One final comment: there are many statistics which deal with hitting and quite a few which evaluate pitching. Because fielding is much more difficult to “measure,” there are relatively few instruments dealing with this aspect of the game.
Here are some questions toward a methodology to assist in creating sabermetrical measures:
• What do I want the model to demonstrate?
• Does this instrument reveal something heretofore unknown?
• Does the model lend itself to clear interpretations?
• Can I easily obtain the constituent factors necessary for the model?
• Is the measure too difficult to compute, thereby rendering it virtually useless?
• Are there extreme cases? If so, what happens to the measure in these cases?
• What are the shortcomings of the instrument?
• Can I use the model for different eras?
• Do results from this model seem to agree with findings from the use of similar models?
Let’s compare apples and oranges. Ty Cobb won 12 batting titles in 13 years (1907 through 1919, excepting 1916) while Babe Ruth gathered 13 slugging titles in 14 years (1918 through 1931, save 1925).
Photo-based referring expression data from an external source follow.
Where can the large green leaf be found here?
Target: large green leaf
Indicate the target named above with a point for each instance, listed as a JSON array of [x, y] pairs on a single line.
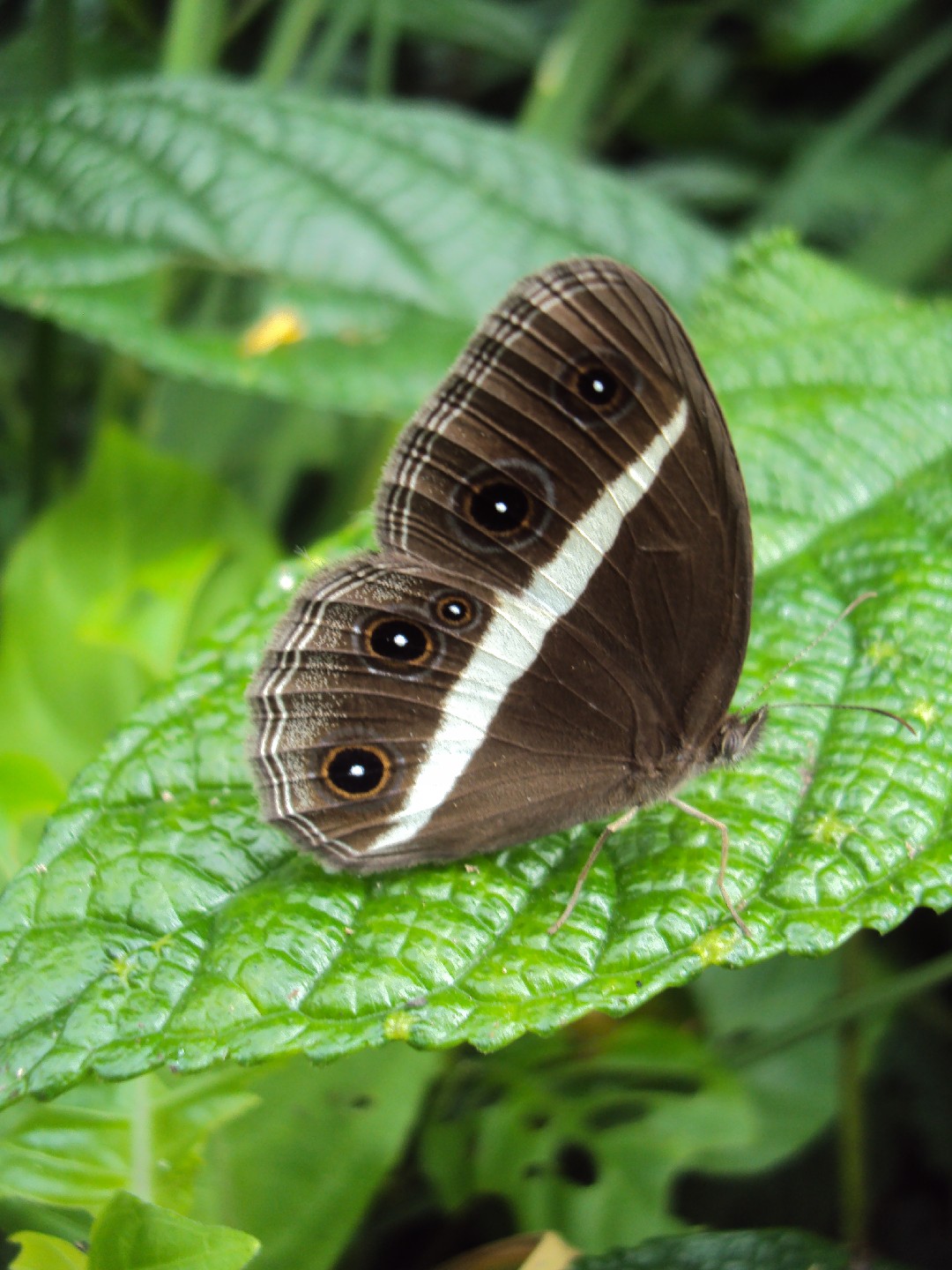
[[164, 923], [390, 228]]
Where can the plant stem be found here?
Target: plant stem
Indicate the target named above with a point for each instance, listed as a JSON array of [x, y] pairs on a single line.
[[57, 36], [288, 38], [343, 22], [45, 377], [193, 36], [852, 1128], [859, 1005], [385, 29]]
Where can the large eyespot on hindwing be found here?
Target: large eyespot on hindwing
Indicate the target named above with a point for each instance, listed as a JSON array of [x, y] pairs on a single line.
[[598, 389], [397, 643], [355, 771], [508, 504]]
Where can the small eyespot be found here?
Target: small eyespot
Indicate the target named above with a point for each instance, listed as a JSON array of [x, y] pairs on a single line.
[[499, 507], [598, 389], [455, 609], [598, 386], [357, 771], [398, 640]]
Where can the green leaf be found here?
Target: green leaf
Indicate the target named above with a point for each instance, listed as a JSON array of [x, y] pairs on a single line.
[[584, 1134], [390, 228], [793, 1091], [325, 1138], [130, 1235], [46, 1252], [103, 592], [734, 1250], [149, 1133], [164, 923], [60, 1221]]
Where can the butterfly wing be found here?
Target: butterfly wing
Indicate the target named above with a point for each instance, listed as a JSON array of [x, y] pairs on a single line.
[[571, 488]]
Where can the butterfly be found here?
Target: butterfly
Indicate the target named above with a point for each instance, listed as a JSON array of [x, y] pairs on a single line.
[[555, 623]]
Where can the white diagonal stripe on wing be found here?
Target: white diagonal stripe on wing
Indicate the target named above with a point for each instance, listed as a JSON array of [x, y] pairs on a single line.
[[554, 591]]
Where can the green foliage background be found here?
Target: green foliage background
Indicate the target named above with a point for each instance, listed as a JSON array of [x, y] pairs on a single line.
[[167, 179]]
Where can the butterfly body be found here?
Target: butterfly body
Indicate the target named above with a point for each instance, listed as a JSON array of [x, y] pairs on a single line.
[[556, 620]]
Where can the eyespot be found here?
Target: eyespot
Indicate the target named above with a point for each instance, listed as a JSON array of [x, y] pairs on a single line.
[[398, 640], [598, 389], [501, 507], [357, 771], [455, 609], [598, 386], [508, 503]]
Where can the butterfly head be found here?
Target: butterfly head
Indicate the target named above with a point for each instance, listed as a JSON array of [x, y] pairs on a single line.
[[736, 736]]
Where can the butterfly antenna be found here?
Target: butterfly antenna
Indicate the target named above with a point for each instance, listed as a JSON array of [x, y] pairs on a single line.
[[810, 646], [843, 705]]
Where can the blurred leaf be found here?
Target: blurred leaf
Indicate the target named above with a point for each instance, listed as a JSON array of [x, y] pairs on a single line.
[[130, 1235], [736, 1250], [906, 248], [793, 1093], [576, 71], [98, 1138], [505, 31], [390, 228], [107, 587], [46, 1252], [29, 790], [589, 1143], [63, 1222], [325, 1138], [810, 28], [164, 923]]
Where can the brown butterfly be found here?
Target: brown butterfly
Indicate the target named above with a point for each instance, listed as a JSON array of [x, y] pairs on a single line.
[[556, 620]]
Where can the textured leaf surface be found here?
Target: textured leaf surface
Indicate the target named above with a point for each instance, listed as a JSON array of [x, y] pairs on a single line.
[[389, 228], [164, 923]]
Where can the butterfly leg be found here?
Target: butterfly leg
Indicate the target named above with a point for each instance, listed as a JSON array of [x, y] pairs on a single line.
[[587, 868], [734, 909]]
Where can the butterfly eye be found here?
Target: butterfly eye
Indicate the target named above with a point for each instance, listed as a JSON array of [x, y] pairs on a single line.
[[398, 640], [357, 771], [455, 611], [501, 508]]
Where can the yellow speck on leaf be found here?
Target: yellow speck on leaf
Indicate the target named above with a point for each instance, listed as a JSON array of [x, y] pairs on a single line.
[[276, 329]]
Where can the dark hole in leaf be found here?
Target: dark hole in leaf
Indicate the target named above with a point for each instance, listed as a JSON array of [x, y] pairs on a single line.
[[309, 493], [576, 1165]]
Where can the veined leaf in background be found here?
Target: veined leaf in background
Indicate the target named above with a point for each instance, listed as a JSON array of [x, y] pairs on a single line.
[[164, 923], [389, 228], [104, 591]]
It would be difficult to find two more dominant streaks in baseball history. Is there any instrument we can use to compare these two sustained performances?
As we know, batting averages range from .000 to 1.000, while slugging percentages can vary from .000 to 4.000. So differences between champions is not a realistic measure. For example, Cobb outhit the American League runner-up by 12 points in 1911 (.420 to .408) while Ruth outslugged his nearest rival by 215 points in 1920 (.847 to .632).
The league batting average in 1911 was .273; dividing this into Cobb’s .420 mark gives a ratio of 1.538. We could interpret this as saying that Cobb was better that one and a half times the average league hitter in 1911. That’s pretty impressive.
In 1920, the American League slugged .387. When this average is divided into Ruth’s .847, we see arrive at a ratio of 2.189, perhaps interpreting this as saying that Ruth was better than twice the average slugger in 1920.
What does this mean? We’re not sure; but when one “does the math” we find that Ruth’s lowest ratio of the 13 years he won the title occurred in 1922, when he slugged .672, the league slugged .398, thus giving a ratio of 1.688. Cobb’s
highest
ratio of 1.584 was compiled in 1910 when the league batted .243 and the Georgia Peach hit .385.